Bombs, Yennefer thinks weakly, lying on her back and showered in debris, snow, blood and viscera, Lambert always carries a lot of bombs. Coughing, she rolls onto her hands and knees. She can see pieces of the witcher who saved her all over the courtyard, along with the sickly green of more dimeritium dust and a paler cloud of poison. She has to get out of here. A hand grabbing her by the hair stops her. She’s pulled up and face to face with the cause of all of this and, quite, suddenly, realizes what Lambert was yelling.

“Geralt.”

He looks awful. His hair is matted and dirty underneath the ragged cloak and his clothes are in no better shape, but his body is still obviously hale beneath the grim and blood, easily strong enough to hold her weakening form still.

“Geralt, what are you-” She starts to cough, poison making its way into her body.

Cold black eyes just stare and his lips turn up into a smirk as he holds her there in the deadly mist. She’s struggling badly now, but it doesn’t seem to be affecting him. Of course, an academic part of her thinks calmly, Golden Oriole. He’s immune.

The coughing has intensified into a choking sensation and, pitifully, like an animal in a trap, she starts to flail wildly, nails drawing blood on his arms and face. She can see the shallow scratches healing over almost immediately however and knows it is ultimately futile. “Why?” She manages to gasp before losing consciousness.

He holds her there longer, until he’s absolutely sure her heart has stopped, before he considers her question. She can’t hear him now, so it doesn’t matter if he answers, but he nevertheless mutters, “So you’ll stay,” he tells her still body. “So you’ll all stay.”

Betrayal, pain, death. It’s actually very easy to make a ghost, he thinks.

*

_Yennefer embraces Ciri warmly when she arrives and kisses her forehead. Geralt always loves to see them together: the easy way the aloof Yennefer melts in front of her chosen daughter. Lambert, predictably, is sullen as he takes his place at the table, but accepts the plate of food and goblet of wine when offered. Geralt shoots his younger brother a small smile, trying to make him feel welcome, but Lambert’s eyes do not brighten and for a flash the illusion is broken: the feast is gone and he is sitting in a crumbling keep with no provisions as winter comes on. If he focuses on the spirits around him, he can see the hollow pain in their eyes and the ethereal chains binding them all to the empty table. He can see the wounds where sword and spell ripped through their flesh and bone and hear their wails. He squeezes his eyes closed and ignores his senses though. The disruption always passes. And the momentary pangs of discomfort, of something almost akin to guilt, are ultimately a small price to pay for the certainty that they will be here. With him. Forever._

*

A hundred years from now, and for ages and ages afterwards, the bards still sing the songs about witchers. They’ve changed over the years of course, exactly as Jaskier had predicted they would, but they are recognizable still. Not quite dead yet. They sing of heroics and heartbreak and destiny and duty.
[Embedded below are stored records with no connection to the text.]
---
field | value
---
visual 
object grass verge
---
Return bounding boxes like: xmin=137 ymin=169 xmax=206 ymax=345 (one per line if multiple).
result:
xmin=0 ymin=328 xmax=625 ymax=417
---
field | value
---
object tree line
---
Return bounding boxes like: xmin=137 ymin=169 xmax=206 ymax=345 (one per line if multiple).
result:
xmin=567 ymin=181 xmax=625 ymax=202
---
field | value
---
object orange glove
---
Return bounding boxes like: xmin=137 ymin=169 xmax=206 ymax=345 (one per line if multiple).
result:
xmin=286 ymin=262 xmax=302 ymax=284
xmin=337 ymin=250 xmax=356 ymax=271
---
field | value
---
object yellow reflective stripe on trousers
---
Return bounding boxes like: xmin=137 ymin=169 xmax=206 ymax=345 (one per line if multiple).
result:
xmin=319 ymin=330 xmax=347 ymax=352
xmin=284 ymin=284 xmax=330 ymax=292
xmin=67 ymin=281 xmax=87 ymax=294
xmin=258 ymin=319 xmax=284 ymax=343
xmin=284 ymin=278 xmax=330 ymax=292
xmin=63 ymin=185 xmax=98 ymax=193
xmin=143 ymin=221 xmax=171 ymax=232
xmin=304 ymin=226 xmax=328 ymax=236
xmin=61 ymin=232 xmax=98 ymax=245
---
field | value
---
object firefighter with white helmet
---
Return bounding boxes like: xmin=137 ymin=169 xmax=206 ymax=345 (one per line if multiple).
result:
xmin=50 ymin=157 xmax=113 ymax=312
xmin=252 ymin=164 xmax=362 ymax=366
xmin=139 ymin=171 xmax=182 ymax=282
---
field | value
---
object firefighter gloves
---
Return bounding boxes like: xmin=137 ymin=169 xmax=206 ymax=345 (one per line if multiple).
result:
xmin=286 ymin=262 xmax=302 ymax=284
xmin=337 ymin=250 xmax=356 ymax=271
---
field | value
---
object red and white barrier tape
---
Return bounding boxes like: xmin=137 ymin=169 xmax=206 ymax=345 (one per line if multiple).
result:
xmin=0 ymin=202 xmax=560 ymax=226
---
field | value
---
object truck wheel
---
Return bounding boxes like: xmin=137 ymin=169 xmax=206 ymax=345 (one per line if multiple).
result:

They also sing that Kaer Morhen is haunted, but that someone still lives there alone with his ghosts - the very last of the Wolf Witchers, his advanced mutations keeping him alive long after the world no longer has need of him. No one knows if it’s true though since no one who has ever gone to investigate the old keep has ever returned. The stories say he can’t leave Kaer Morhen, that he’s held there by something. Something eternal.